Masao’s web site, the Starfleet Museum, is his personal interpretation of the design lineage for the ships that were first seen in the original Star Trek TV series. Because of the clear influence his work draws from Star Trek Production Designer Matt Jefferies, as well as the work of Franz Joseph Schnaubelt—the man behind the Star Trek Blueprints and the Star Fleet Technical Manual, two publications that fed my geek needs back in the early ’70s—I’m a longtime fan of Masao’s work. When David Mack and I developed the Vanguard series for Simon & Schuster, Masao was the guy I hired to design the space station, as well as the scoutship Sagittarius. Those interested in finding out more about Masao’s Vanguard work, as well as his aforementioned influences, Matt Jefferies and Franz Joseph, should be sure to check out Star Trek Magazine #35, which is out right now. In addition to containing features about those talented individuals, it also has some great articles by my friends and fellow Vanguard conspirators, Dayton Ward and Kevin Dilmore, and an excerpt from my story, “The Ruins of Noble Men.”

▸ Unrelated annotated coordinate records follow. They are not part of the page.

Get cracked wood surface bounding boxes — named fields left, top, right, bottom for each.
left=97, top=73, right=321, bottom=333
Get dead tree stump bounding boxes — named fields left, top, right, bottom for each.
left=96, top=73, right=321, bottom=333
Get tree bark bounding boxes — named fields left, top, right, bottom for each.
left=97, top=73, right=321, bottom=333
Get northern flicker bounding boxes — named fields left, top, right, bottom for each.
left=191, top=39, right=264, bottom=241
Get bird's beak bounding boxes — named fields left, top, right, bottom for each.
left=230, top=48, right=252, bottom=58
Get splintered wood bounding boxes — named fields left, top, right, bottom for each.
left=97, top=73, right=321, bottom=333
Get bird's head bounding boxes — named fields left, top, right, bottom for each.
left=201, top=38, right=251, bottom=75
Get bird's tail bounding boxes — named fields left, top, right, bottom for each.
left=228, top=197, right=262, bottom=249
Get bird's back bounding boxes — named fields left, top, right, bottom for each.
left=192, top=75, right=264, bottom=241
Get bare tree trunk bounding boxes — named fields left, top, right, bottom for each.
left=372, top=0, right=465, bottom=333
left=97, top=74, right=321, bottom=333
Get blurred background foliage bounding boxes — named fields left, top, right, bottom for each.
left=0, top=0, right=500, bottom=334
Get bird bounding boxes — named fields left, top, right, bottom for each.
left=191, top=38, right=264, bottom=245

Which brings me back to my original reason for this post. To visualize the Dauntless while I was writing the story, I fixated on one of Masao’s designs from the Starfleet Museum, the Pyotr Velikiy. In addition to Masao’s various elevations, the ship page also had some great CG images, rendered by another fan artist, Thomas Pemberton. And when I was handed the honor of having my story previewed in Star Trek Magazine, I thought it would be fun to illustrate the excerpt with one of those renders, renamed and renumbered for the Dauntless. So I contacted Tom Pemberton, and to my complete surprise, he not only agreed to do it, he actually created an entirely new render of the ship from scratch, completely different from the ones on Masao’s site! How cool is that?
Star Trek Magazine published the image in monochrome to fit their overall design for the spread on which the excerpt appeared, but I wanted to share it here in all its original glory. Enjoy!